By Pension and Benefits Editorial Staff
A university lost its bid for a U.S. Supreme Court review of the U.S. Court of Appeals in San Francisco (CA-9) ruling that employees could not be compelled to arbitrate their fiduciary duty breach claims concerning the university’s administration of two ERISA plans.
On February 19, 2019, the U.S. Supreme Court denied certiorari (Dkt. No. 18-703) on the question of whether an agreement to arbitrate “all claims” that an ERISA plan participant “may have” against a plan fiduciary includes a claim for breach of fiduciary duty under ERISA Sec. 502(a)(2). Thus, the Ninth Circuit’s conclusion will stand in Munro v. University of Southern California that it does not.

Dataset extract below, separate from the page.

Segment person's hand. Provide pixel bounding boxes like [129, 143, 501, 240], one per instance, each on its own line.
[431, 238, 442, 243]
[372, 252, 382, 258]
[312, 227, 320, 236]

In July 2018, the appellate court ruled that university employees could not be compelled to arbitrate their collective claims for breach of fiduciary responsibility against a university for its administration of two ERISA plans. Because the parties consented only to arbitrate claims brought on their own behalf, and because the employees’ presented claims were brought on behalf of the plans, the appellate court concluded that the present dispute fell outside the scope of the arbitration agreements. Thus, under these circumstances, the district court properly denied the university’s motion to compel arbitration.
Isn’t arbitration favored?. In its petition for certiorari, the university pointed out that the Federal Arbitration Act embodies “a liberal federal policy favoring arbitration agreements,” and that the High Court has repeatedly ruled that where there is a valid arbitration agreement, doubts about the scope of an arbitrable issue should be resolved in favor of arbitration. The Ninth Circuit “flipped this well-established rule on its head,” according to the university.
Impact on future cases. The university also asserted, among other things, that the Ninth Circuit’s “artificially narrow reading of the arbitration agreements in this case creates a presumption against arbitration that will have profound practical consequences.” The appellate court has “rendered ERISA breach-of-fiduciary-duty claims non-arbitrable in the absence of explicit contractual language affirming the arbitrability of those specific claims—which is likely to exist in few, if any, employment contracts,” according to the petition.